Childhood Obesity: Classification as an IDEA Disability
Keywords:disability, childhood obesity, physical education, adapted physical education, response to intervention, physical fitness, nutrition education, behavior change
The objective of this article is to provide rationale for recognizing and evaluating children who are obese with low physical fitness or deficiencies in gross motor skills, as having a disability and able to receive appropriate programming. Childhood obesity can be a disabling in itself, and it should be considered a disability under the Individuals with Disabilities Education Act (IDEA) of 2004 as an Other Health Impairment. This discussion of the literature will cover a variety of topics, including childhood obesity, federal mandates, particularly IDEA, and assessment and eligibility criteria for placement as a disability. Finally, a service delivery model, entitled Childhood Obesity Prevention and Intervention, is proposed to include childhood obesity as a component of the Other Health Impairment category. Childhood obesity is a major problem in the United States affecting 17% of children and adolescents between 2 and 19 years of age (Ogden, Carroll, Kit, & Flegal, 2014). The most effective programs involve the collaboration between the child, parents, school personnel, medical experts, and community agencies. Special education services provide the means for such collaboration.
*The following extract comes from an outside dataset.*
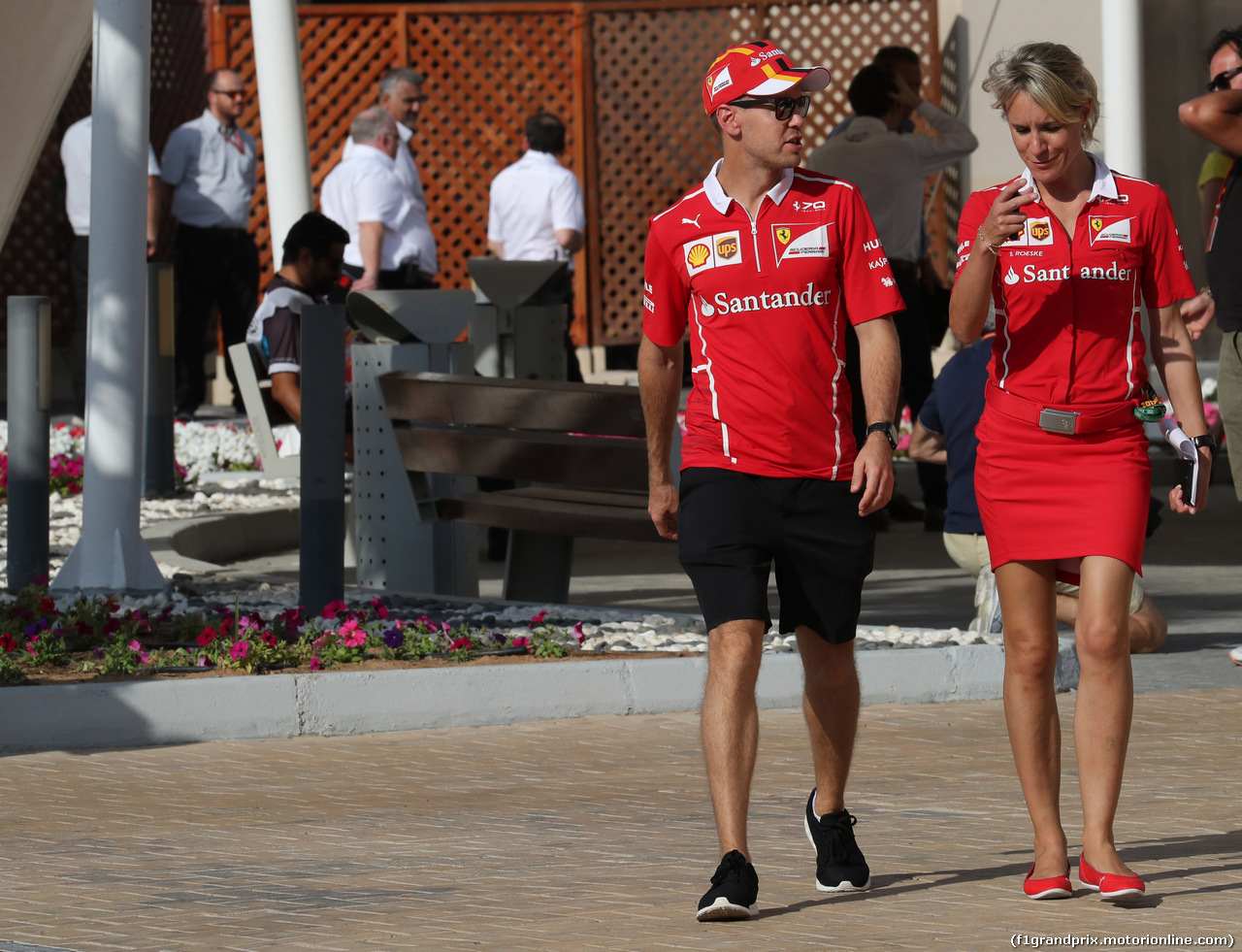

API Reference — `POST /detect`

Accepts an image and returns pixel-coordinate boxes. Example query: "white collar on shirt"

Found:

While physical activity is a critical component in most obesity prevention and intervention programs, the role of evidenced-based physical education curriculum is often ignored as part of the collaborative approach. Adapted physical education services through the application of the Response-to-Intervention (RTI) model could be an answer to this issue. It is recommended that children who are obese with significant low physical fitness or gross motor skill levels, impacting academic and functional performance, be eligible for accommodations in schools and/or alternative physical education services.